Bio-Inspired Drone Control: A Reinforcement Learning-Trained Spiking Neural Networks for Agile Navigation in Dynamic Environment

Controlling quadrotors autonomously in dynamic environments requires agile and robust flight policies to ensure rapid adaptation to environmental changes. Deep Reinforcement Learning (DRL) has been shown to be an effective method to train Artificial Neural Networks (ANNs) policies, outperforming optimal control algorithms in performance while being more resource-efficient. Spiking Neural Networks (SNNs), biologically inspired neural networks, present a promising approach by natively processing temporal data through discrete spikes.
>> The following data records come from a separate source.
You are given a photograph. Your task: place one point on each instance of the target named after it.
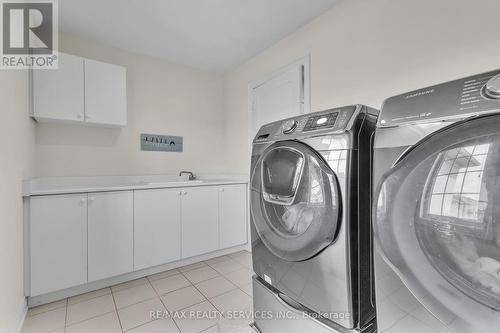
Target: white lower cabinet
(200, 220)
(157, 227)
(58, 242)
(110, 234)
(80, 238)
(233, 215)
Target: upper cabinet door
(59, 94)
(233, 215)
(157, 227)
(105, 94)
(58, 242)
(200, 225)
(110, 234)
(285, 94)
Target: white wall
(163, 98)
(16, 163)
(363, 51)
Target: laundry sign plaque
(155, 142)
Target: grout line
(93, 317)
(209, 301)
(65, 316)
(116, 310)
(85, 300)
(165, 306)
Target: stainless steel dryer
(437, 208)
(310, 213)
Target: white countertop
(66, 185)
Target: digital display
(321, 121)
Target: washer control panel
(321, 121)
(333, 121)
(492, 88)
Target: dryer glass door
(295, 201)
(438, 219)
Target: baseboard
(18, 325)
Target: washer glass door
(295, 201)
(437, 220)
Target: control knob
(492, 88)
(289, 126)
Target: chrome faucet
(191, 175)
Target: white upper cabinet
(157, 227)
(110, 234)
(233, 215)
(58, 242)
(80, 91)
(59, 94)
(105, 93)
(200, 225)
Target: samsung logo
(420, 93)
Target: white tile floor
(217, 285)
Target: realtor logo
(29, 34)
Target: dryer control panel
(449, 101)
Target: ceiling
(214, 35)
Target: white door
(110, 234)
(233, 215)
(284, 95)
(58, 242)
(200, 225)
(157, 227)
(105, 93)
(59, 94)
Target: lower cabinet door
(110, 234)
(157, 227)
(58, 242)
(233, 215)
(200, 225)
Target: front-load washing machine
(437, 208)
(310, 222)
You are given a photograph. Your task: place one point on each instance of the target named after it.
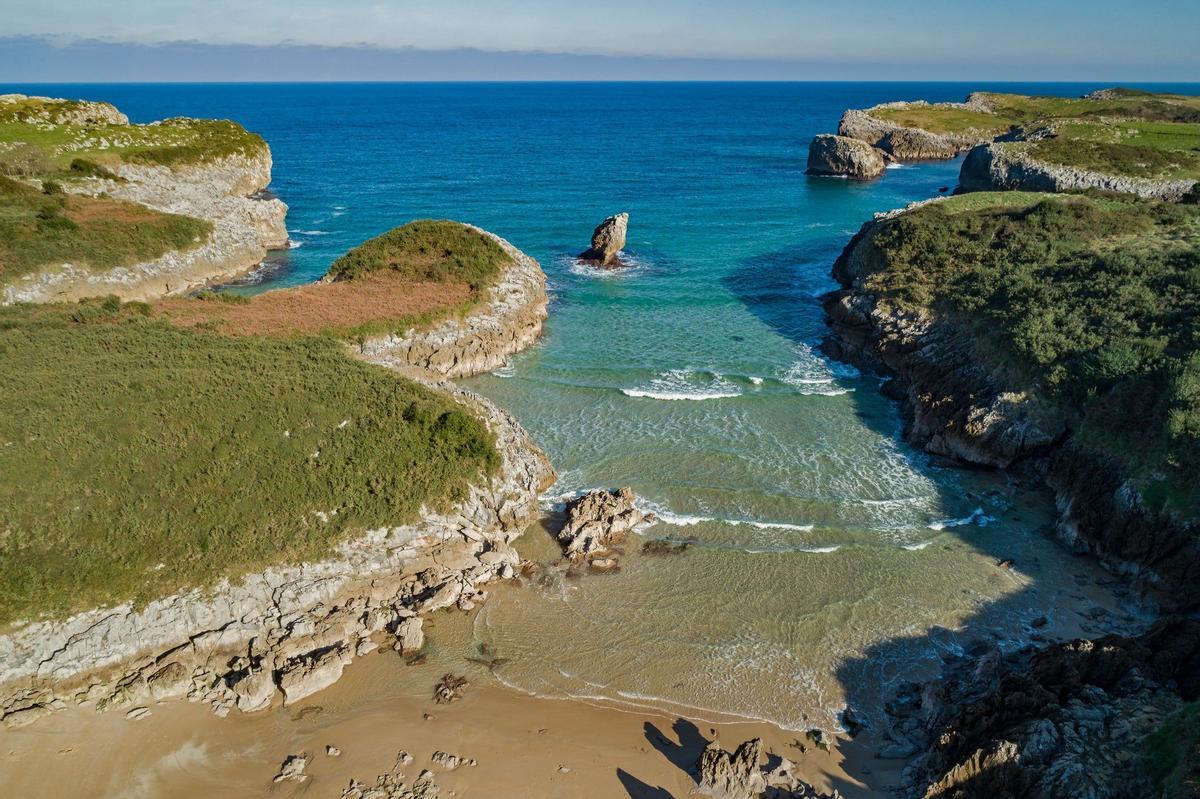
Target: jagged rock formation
(1002, 166)
(226, 191)
(738, 775)
(1061, 722)
(597, 521)
(507, 322)
(288, 630)
(839, 155)
(958, 407)
(913, 143)
(607, 241)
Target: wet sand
(525, 746)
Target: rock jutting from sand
(738, 775)
(844, 157)
(607, 241)
(598, 520)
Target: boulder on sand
(598, 518)
(839, 155)
(607, 240)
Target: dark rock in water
(598, 520)
(607, 241)
(839, 155)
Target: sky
(387, 40)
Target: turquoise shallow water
(829, 558)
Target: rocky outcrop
(1006, 166)
(597, 521)
(286, 631)
(841, 156)
(607, 241)
(1066, 721)
(912, 143)
(955, 406)
(507, 322)
(739, 775)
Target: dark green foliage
(1091, 302)
(137, 458)
(430, 251)
(1171, 755)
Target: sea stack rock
(839, 155)
(607, 241)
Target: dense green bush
(1091, 301)
(137, 458)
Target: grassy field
(138, 458)
(41, 227)
(1092, 304)
(1171, 756)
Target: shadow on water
(783, 290)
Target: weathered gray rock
(1006, 166)
(223, 191)
(508, 322)
(607, 241)
(843, 156)
(598, 520)
(409, 636)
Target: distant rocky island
(1050, 332)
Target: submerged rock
(597, 520)
(607, 241)
(839, 155)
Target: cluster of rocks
(597, 522)
(741, 775)
(226, 191)
(509, 320)
(607, 241)
(844, 156)
(291, 631)
(1066, 721)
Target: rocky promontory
(843, 156)
(215, 172)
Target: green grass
(137, 458)
(427, 251)
(1171, 755)
(1135, 149)
(40, 229)
(1090, 304)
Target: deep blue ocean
(826, 550)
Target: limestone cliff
(1003, 166)
(508, 320)
(959, 407)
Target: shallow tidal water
(828, 558)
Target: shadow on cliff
(784, 289)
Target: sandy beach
(525, 746)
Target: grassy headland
(1092, 304)
(412, 276)
(138, 458)
(42, 226)
(1122, 132)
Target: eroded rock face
(607, 241)
(1062, 722)
(226, 191)
(1003, 166)
(288, 630)
(912, 143)
(738, 775)
(599, 520)
(839, 155)
(508, 322)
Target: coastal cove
(827, 560)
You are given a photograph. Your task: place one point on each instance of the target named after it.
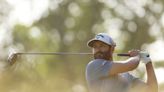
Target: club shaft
(63, 53)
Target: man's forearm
(151, 78)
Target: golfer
(105, 75)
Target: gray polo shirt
(98, 79)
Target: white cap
(103, 37)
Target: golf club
(12, 58)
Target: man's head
(103, 46)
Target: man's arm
(152, 85)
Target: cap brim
(91, 42)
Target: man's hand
(133, 53)
(145, 58)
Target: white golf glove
(145, 58)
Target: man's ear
(113, 48)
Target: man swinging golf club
(105, 75)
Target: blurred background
(66, 26)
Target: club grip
(123, 54)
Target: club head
(12, 58)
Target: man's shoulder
(97, 62)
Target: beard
(102, 55)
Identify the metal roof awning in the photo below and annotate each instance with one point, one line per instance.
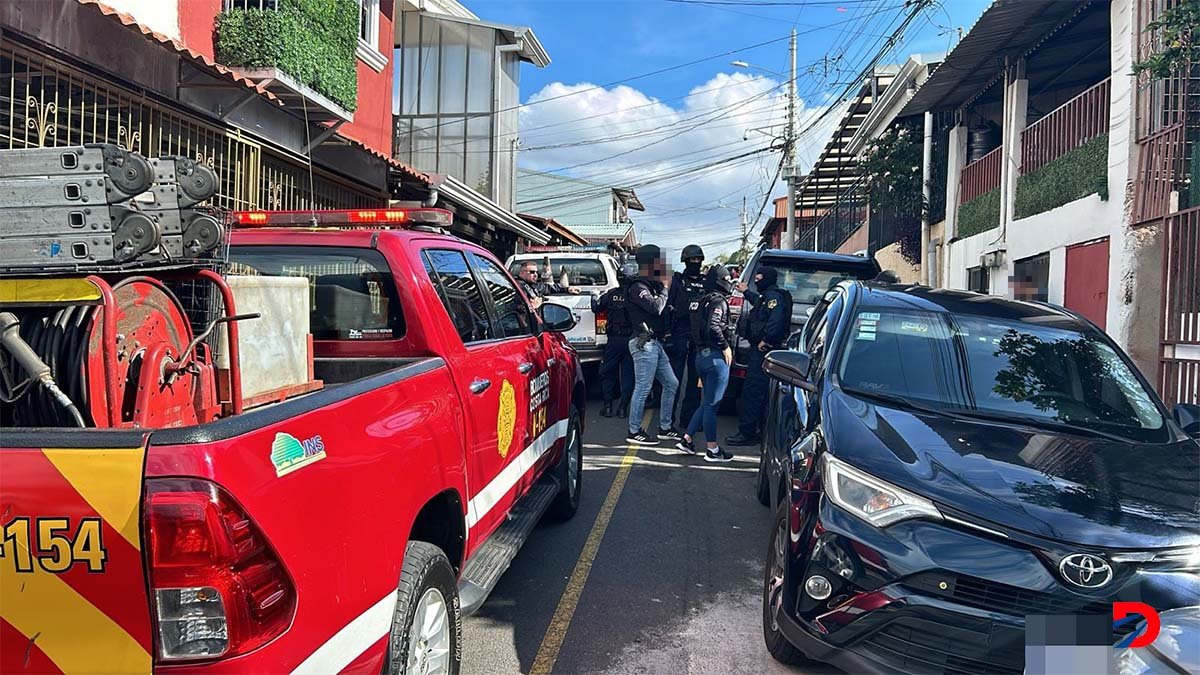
(299, 99)
(523, 36)
(1007, 28)
(461, 193)
(629, 197)
(837, 169)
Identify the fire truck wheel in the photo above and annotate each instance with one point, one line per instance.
(569, 472)
(426, 628)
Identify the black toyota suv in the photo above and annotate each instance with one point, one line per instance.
(807, 275)
(946, 464)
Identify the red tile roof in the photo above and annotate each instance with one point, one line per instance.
(199, 60)
(233, 76)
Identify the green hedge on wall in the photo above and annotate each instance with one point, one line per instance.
(313, 41)
(979, 214)
(1074, 175)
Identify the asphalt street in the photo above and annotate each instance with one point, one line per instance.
(660, 573)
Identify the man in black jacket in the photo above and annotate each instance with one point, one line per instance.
(767, 328)
(646, 302)
(527, 278)
(617, 359)
(683, 299)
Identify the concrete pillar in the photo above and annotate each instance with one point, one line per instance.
(955, 160)
(1017, 99)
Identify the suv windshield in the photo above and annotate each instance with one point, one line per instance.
(1006, 369)
(807, 284)
(581, 272)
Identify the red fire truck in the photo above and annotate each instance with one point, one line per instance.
(346, 529)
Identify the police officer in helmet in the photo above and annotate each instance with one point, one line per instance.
(767, 328)
(683, 300)
(617, 364)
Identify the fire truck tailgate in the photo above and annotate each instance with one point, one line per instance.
(72, 580)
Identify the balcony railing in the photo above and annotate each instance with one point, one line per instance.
(1066, 127)
(979, 177)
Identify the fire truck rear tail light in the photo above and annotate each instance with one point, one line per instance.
(191, 622)
(219, 586)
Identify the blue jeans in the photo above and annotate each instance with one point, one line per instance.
(649, 363)
(714, 372)
(617, 368)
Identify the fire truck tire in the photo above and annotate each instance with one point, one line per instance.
(569, 472)
(426, 628)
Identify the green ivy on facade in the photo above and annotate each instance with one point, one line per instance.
(313, 41)
(1078, 173)
(981, 214)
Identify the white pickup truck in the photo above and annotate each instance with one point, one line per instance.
(593, 273)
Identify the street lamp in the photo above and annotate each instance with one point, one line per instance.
(789, 138)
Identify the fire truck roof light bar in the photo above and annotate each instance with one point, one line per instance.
(345, 217)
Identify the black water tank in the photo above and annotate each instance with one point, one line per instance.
(982, 138)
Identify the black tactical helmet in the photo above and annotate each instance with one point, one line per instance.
(648, 254)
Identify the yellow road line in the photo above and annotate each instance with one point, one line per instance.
(556, 633)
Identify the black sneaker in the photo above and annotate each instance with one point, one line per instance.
(687, 447)
(642, 438)
(718, 455)
(739, 440)
(670, 434)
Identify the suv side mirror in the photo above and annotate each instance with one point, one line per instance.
(1188, 417)
(557, 317)
(790, 368)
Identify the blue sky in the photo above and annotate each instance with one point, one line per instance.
(601, 42)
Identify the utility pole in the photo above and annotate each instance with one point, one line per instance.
(742, 217)
(790, 150)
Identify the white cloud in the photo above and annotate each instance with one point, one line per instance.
(645, 139)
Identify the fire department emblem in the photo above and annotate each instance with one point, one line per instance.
(507, 419)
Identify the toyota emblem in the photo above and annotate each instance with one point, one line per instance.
(1086, 571)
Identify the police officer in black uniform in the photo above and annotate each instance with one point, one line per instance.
(683, 300)
(528, 279)
(767, 328)
(617, 364)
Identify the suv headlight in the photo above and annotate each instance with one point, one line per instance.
(870, 499)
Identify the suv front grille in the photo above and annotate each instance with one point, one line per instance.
(954, 645)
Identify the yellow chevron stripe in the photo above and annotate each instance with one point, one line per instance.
(76, 635)
(109, 481)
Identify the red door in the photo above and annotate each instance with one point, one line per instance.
(1087, 280)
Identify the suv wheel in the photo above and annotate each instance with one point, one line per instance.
(426, 627)
(569, 472)
(773, 592)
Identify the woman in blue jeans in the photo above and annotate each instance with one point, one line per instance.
(712, 336)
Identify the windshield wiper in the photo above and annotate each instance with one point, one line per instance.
(895, 399)
(1037, 422)
(977, 414)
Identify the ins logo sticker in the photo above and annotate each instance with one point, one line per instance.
(507, 419)
(288, 454)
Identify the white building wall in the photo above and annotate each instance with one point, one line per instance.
(1080, 221)
(160, 16)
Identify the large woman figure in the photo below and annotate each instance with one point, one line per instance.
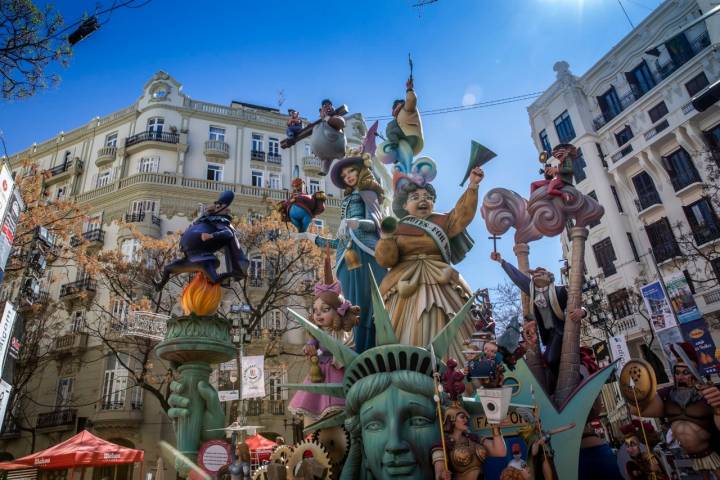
(356, 239)
(422, 291)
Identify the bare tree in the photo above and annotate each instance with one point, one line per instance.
(30, 41)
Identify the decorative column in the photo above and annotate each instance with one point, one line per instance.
(571, 348)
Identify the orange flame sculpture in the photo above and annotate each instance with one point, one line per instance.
(201, 296)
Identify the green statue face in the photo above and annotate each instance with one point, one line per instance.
(399, 429)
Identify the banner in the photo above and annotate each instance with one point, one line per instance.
(5, 390)
(681, 298)
(7, 229)
(253, 377)
(698, 335)
(661, 315)
(7, 324)
(228, 381)
(619, 350)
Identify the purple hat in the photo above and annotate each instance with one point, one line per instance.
(338, 165)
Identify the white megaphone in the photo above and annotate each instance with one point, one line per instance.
(495, 402)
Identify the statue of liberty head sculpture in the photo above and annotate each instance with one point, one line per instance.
(390, 411)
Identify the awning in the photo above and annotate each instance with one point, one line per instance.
(82, 450)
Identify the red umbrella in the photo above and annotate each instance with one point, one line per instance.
(82, 450)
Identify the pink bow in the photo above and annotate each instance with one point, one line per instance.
(332, 288)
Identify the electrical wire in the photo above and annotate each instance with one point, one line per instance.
(462, 108)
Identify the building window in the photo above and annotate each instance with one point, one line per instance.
(115, 382)
(594, 223)
(641, 79)
(103, 178)
(61, 192)
(696, 84)
(149, 165)
(214, 172)
(564, 128)
(257, 178)
(617, 198)
(633, 247)
(609, 104)
(313, 186)
(155, 125)
(274, 182)
(111, 140)
(662, 240)
(688, 279)
(138, 207)
(681, 169)
(63, 397)
(217, 133)
(623, 136)
(77, 323)
(657, 112)
(579, 167)
(619, 302)
(703, 221)
(119, 309)
(605, 256)
(647, 193)
(257, 142)
(256, 267)
(129, 249)
(545, 141)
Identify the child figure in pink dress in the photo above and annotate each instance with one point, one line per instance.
(337, 317)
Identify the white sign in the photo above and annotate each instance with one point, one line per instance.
(253, 377)
(146, 325)
(619, 351)
(6, 186)
(7, 323)
(5, 389)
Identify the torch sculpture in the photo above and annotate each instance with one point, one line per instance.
(553, 204)
(199, 337)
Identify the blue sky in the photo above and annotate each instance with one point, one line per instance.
(355, 53)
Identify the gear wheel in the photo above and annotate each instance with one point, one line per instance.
(260, 474)
(336, 441)
(318, 453)
(281, 454)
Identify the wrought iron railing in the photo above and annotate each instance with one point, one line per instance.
(164, 137)
(57, 418)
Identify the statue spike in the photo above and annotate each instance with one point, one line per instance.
(342, 354)
(331, 389)
(442, 341)
(384, 333)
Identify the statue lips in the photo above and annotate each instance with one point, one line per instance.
(399, 468)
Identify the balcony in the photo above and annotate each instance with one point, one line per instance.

This property allows SNNs to incorporate the temporal dimension, even within a feed-forward architecture, unlike ANNs, which is crucial in dynamic environments. Moreover, SNNs can be efficiently executed on neuromorphic hardware accelerators, making them well-suited for deployment on resource-constrained computing platforms. In this work, we trained an agile flight SNN policy using the state-of-the-art Deep Reinforcement Learning (DRL) algorithm, Proximal Policy Optimization (PPO). The flight policy maps the system states to low-level control commands sent to the quadrotor. With simulation experiments, we demonstrate that, compared to ANN-based policies, SNN-based ones achieve a 2.5% improvement in success rate, a 40% increase in average flight speed, and a 28.6% reduction in the time required to reach the target. Our results suggest that neuromorphic computing approaches can be beneficial for dynamical state-based problems, providing valuable insights for designing lightweight and efficient controllers in time-sensitive applications.